In this study, we sequenced and analyzed 10 new bacteriophage genomes infecting Salmonella enterica subsp. enterica serovar Typhimurium strain ATCC 14028S. These phages were isolated from wastewater and fresh water pounds in the Sevilla area in Spain. Most phages originate from a study by Olivenza et al. [22] aimed at developing epigenetic phage biosensors used to identify and select phages from different natural environments. Others belong to the personal collections of Dr. M. Ansaldi and Prof. J. Casadesús. To improve phage gene detection and annotation, we benchmarked five different gene callers for syntaxic annotation. We could ascribe a taxonomic affiliation for each phage at the genus level, thanks to genome-wide comparative analyses enabled by vContact2 [23] (based on the gene-sharing network) and VICTOR (based on genome-wide phylogeny) [24]. For functional annotation of the predicted ORFs, we combined complementary approaches based on remote homologies detection using Hidden Markov Model (HMM) protein profiles comparisons with PHROG [25], a newly published database of viral protein clusters, and the pdb70 database at the Protein Data Bank [26]. Thirdly, we specifically searched for anti-CRISPR proteins (Acr) using the integrated online platform AcrHub [27], relying on machine learning for Acr prediction. Acr are indeed valuable assets when foreseeing phage therapy. We further mined our annotated genomes for functions that may favor or, on the contrary, disfavor the selection of a phage for phage therapy.
The 10 newly isolated phage strains studied here all belong to the Caudoviricetes and are spread among four genera (Kuttervirus, Chivirus, Jerseyvirus, and Ledergbervirus) with a majority of six Kuttervirus phages isolated (Ackermannviridae). Eight of these ten strains are new species. One phage, Salmonella phage Salfasec13b (Lederbergvirus), was predicted as temperate, which is not a desired property for phage therapy.
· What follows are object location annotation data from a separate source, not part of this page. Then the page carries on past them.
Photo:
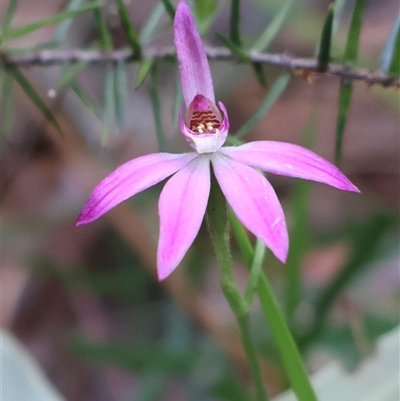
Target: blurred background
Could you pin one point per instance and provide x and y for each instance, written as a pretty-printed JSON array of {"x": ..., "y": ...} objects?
[{"x": 85, "y": 300}]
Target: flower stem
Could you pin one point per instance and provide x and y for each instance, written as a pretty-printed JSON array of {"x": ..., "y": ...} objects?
[
  {"x": 290, "y": 354},
  {"x": 218, "y": 226}
]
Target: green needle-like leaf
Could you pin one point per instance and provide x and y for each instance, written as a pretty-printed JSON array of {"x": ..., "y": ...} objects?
[
  {"x": 391, "y": 54},
  {"x": 205, "y": 12},
  {"x": 12, "y": 5},
  {"x": 259, "y": 72},
  {"x": 326, "y": 40},
  {"x": 349, "y": 57},
  {"x": 128, "y": 28},
  {"x": 170, "y": 8},
  {"x": 366, "y": 240},
  {"x": 290, "y": 355},
  {"x": 105, "y": 36},
  {"x": 272, "y": 96},
  {"x": 109, "y": 105},
  {"x": 36, "y": 99},
  {"x": 120, "y": 91},
  {"x": 155, "y": 101},
  {"x": 273, "y": 27},
  {"x": 178, "y": 100},
  {"x": 142, "y": 72},
  {"x": 353, "y": 38},
  {"x": 345, "y": 93},
  {"x": 13, "y": 33},
  {"x": 234, "y": 23}
]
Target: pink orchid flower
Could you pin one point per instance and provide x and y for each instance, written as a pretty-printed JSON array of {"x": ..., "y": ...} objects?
[{"x": 184, "y": 198}]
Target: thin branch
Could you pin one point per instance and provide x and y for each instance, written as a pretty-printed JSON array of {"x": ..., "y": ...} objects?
[{"x": 297, "y": 65}]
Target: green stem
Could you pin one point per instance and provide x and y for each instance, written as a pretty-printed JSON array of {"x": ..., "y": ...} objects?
[
  {"x": 289, "y": 352},
  {"x": 217, "y": 219}
]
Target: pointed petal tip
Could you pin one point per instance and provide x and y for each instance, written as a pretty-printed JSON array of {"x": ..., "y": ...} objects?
[{"x": 164, "y": 268}]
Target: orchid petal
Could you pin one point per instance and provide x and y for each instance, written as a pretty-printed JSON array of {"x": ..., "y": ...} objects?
[
  {"x": 254, "y": 201},
  {"x": 181, "y": 207},
  {"x": 289, "y": 160},
  {"x": 130, "y": 179},
  {"x": 194, "y": 69}
]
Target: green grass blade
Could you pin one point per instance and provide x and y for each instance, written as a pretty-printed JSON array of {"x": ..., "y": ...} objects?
[
  {"x": 273, "y": 27},
  {"x": 299, "y": 234},
  {"x": 178, "y": 100},
  {"x": 234, "y": 23},
  {"x": 345, "y": 94},
  {"x": 259, "y": 73},
  {"x": 128, "y": 28},
  {"x": 170, "y": 8},
  {"x": 120, "y": 91},
  {"x": 366, "y": 240},
  {"x": 390, "y": 59},
  {"x": 35, "y": 98},
  {"x": 290, "y": 355},
  {"x": 105, "y": 36},
  {"x": 109, "y": 106},
  {"x": 13, "y": 33},
  {"x": 12, "y": 5},
  {"x": 299, "y": 243},
  {"x": 353, "y": 38},
  {"x": 63, "y": 28},
  {"x": 339, "y": 5},
  {"x": 205, "y": 11},
  {"x": 152, "y": 23},
  {"x": 326, "y": 41},
  {"x": 155, "y": 101},
  {"x": 142, "y": 72},
  {"x": 276, "y": 90}
]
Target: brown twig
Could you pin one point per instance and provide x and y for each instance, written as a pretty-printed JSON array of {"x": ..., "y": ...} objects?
[{"x": 285, "y": 61}]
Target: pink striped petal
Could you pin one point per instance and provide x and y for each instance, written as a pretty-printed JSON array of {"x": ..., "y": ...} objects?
[
  {"x": 130, "y": 179},
  {"x": 289, "y": 160},
  {"x": 194, "y": 69},
  {"x": 182, "y": 205},
  {"x": 254, "y": 201}
]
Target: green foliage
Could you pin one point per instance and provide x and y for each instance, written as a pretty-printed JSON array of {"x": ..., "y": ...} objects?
[
  {"x": 205, "y": 12},
  {"x": 234, "y": 23},
  {"x": 326, "y": 39},
  {"x": 366, "y": 240},
  {"x": 35, "y": 98},
  {"x": 13, "y": 33},
  {"x": 390, "y": 60},
  {"x": 353, "y": 38},
  {"x": 155, "y": 101},
  {"x": 345, "y": 93}
]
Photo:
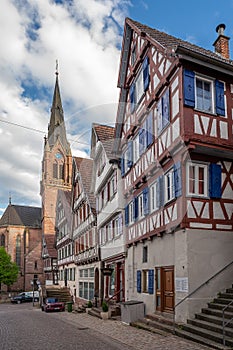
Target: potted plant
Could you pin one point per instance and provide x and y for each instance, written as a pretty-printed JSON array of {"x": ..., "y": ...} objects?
[
  {"x": 104, "y": 314},
  {"x": 89, "y": 306}
]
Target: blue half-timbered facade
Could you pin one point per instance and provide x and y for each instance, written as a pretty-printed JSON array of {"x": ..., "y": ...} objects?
[{"x": 174, "y": 141}]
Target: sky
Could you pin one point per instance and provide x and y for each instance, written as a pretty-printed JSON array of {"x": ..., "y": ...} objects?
[{"x": 85, "y": 37}]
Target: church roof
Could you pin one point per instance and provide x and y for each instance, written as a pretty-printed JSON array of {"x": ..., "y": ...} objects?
[
  {"x": 56, "y": 129},
  {"x": 19, "y": 215}
]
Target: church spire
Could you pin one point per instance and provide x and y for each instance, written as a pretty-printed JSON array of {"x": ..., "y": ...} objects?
[{"x": 56, "y": 127}]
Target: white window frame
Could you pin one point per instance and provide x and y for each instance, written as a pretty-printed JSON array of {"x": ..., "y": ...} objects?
[
  {"x": 136, "y": 154},
  {"x": 139, "y": 87},
  {"x": 197, "y": 166},
  {"x": 140, "y": 206},
  {"x": 131, "y": 210},
  {"x": 211, "y": 82},
  {"x": 153, "y": 197},
  {"x": 169, "y": 186}
]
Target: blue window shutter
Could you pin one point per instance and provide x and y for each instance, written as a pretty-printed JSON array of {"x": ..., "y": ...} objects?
[
  {"x": 127, "y": 215},
  {"x": 139, "y": 281},
  {"x": 151, "y": 281},
  {"x": 135, "y": 208},
  {"x": 165, "y": 109},
  {"x": 146, "y": 75},
  {"x": 122, "y": 165},
  {"x": 146, "y": 201},
  {"x": 219, "y": 90},
  {"x": 215, "y": 181},
  {"x": 130, "y": 154},
  {"x": 159, "y": 116},
  {"x": 149, "y": 130},
  {"x": 132, "y": 97},
  {"x": 141, "y": 137},
  {"x": 189, "y": 90},
  {"x": 177, "y": 179}
]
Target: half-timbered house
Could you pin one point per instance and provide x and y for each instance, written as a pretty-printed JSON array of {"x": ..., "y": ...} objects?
[
  {"x": 86, "y": 248},
  {"x": 174, "y": 137},
  {"x": 64, "y": 241},
  {"x": 108, "y": 193}
]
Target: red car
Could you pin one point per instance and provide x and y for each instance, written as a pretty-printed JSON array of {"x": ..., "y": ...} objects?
[{"x": 52, "y": 304}]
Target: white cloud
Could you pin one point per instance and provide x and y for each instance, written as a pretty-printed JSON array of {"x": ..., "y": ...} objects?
[{"x": 85, "y": 38}]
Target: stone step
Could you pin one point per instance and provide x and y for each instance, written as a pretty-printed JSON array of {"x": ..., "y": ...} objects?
[
  {"x": 217, "y": 312},
  {"x": 221, "y": 300},
  {"x": 208, "y": 334},
  {"x": 226, "y": 295},
  {"x": 211, "y": 327},
  {"x": 201, "y": 340},
  {"x": 153, "y": 324},
  {"x": 217, "y": 306},
  {"x": 213, "y": 319}
]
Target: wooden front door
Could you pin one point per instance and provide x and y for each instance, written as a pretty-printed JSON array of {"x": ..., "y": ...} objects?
[{"x": 165, "y": 289}]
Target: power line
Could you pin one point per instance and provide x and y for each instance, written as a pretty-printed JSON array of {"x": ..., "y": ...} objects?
[{"x": 37, "y": 130}]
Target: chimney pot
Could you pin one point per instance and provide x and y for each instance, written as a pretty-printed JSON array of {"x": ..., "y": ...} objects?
[{"x": 220, "y": 29}]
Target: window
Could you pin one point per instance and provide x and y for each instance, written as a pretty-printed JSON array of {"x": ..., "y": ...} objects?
[
  {"x": 145, "y": 281},
  {"x": 136, "y": 149},
  {"x": 131, "y": 212},
  {"x": 153, "y": 196},
  {"x": 140, "y": 206},
  {"x": 18, "y": 250},
  {"x": 203, "y": 93},
  {"x": 2, "y": 243},
  {"x": 163, "y": 111},
  {"x": 197, "y": 179},
  {"x": 140, "y": 85},
  {"x": 144, "y": 254},
  {"x": 133, "y": 55},
  {"x": 169, "y": 186}
]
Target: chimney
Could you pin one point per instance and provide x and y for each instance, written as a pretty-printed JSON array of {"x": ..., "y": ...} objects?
[{"x": 221, "y": 44}]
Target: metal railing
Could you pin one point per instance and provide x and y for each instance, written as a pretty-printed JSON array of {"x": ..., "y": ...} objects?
[
  {"x": 198, "y": 288},
  {"x": 113, "y": 296},
  {"x": 224, "y": 324}
]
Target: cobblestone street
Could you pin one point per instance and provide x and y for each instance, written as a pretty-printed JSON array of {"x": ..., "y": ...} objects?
[
  {"x": 138, "y": 339},
  {"x": 24, "y": 327}
]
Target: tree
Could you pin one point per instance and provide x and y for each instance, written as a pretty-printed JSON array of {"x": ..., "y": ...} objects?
[{"x": 8, "y": 269}]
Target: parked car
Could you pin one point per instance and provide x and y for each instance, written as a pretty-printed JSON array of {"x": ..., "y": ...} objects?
[
  {"x": 21, "y": 298},
  {"x": 52, "y": 304}
]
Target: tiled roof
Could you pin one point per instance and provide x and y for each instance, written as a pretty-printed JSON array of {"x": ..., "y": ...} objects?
[
  {"x": 85, "y": 167},
  {"x": 21, "y": 216},
  {"x": 171, "y": 42},
  {"x": 105, "y": 135}
]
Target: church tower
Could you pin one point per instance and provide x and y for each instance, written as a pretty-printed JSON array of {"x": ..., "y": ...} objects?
[{"x": 56, "y": 174}]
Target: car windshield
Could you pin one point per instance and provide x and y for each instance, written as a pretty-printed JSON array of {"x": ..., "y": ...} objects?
[{"x": 51, "y": 300}]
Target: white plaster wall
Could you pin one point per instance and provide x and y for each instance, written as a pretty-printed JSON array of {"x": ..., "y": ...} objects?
[{"x": 197, "y": 255}]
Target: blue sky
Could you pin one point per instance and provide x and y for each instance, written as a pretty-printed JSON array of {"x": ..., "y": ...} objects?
[{"x": 85, "y": 36}]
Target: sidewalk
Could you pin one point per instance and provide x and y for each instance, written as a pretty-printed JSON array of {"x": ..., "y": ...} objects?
[{"x": 133, "y": 337}]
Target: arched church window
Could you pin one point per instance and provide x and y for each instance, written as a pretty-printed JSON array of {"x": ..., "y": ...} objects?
[
  {"x": 3, "y": 239},
  {"x": 61, "y": 171},
  {"x": 55, "y": 170},
  {"x": 18, "y": 250}
]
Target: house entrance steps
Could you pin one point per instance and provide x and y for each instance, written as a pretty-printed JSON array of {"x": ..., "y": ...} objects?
[{"x": 205, "y": 328}]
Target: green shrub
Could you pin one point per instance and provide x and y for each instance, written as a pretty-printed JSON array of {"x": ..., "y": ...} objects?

Among the most interesting features, we found phage-encoded proteins targeting the cellular defenses against phage infections, such as the Restriction-Modification, CRISPR-Cas, and Abortive infection systems. It is noteworthy that, Salmonella phage SeF3a (Kuttervirus) is likely to code for a novel anti-Abi system derived from the bacterial Phage Shock Protein A (PspA), making this phage an interesting candidate for phage therapy with two different anti-Abi systems, one found in all our Kutterviruses previously known to allow bacteriophage T4 to resist the Rex Abi system encoded in some prophages, and the second found in Salmonella phage SeF3a hypothesized in this study. We incidentally could propose functional annotations for 24 protein families in the PHROG database currently annotated “unknown function”. Altogether, this work highlights the need to design specific pipelines for phage genomic analyses to unravel the phage genomic “dark matter” and illustrates the importance of prior knowledge of functions encoded in phage genomes for an educated selection of phage candidates for therapeutic cocktails.

2. Results and Discussion

In this work, we used 14 phage isolates from wastewater and fresh water ponds in the Sevilla region in Spain, some of them detected and isolated by Olivenza et al. using an epigenetic phage biosensor [22].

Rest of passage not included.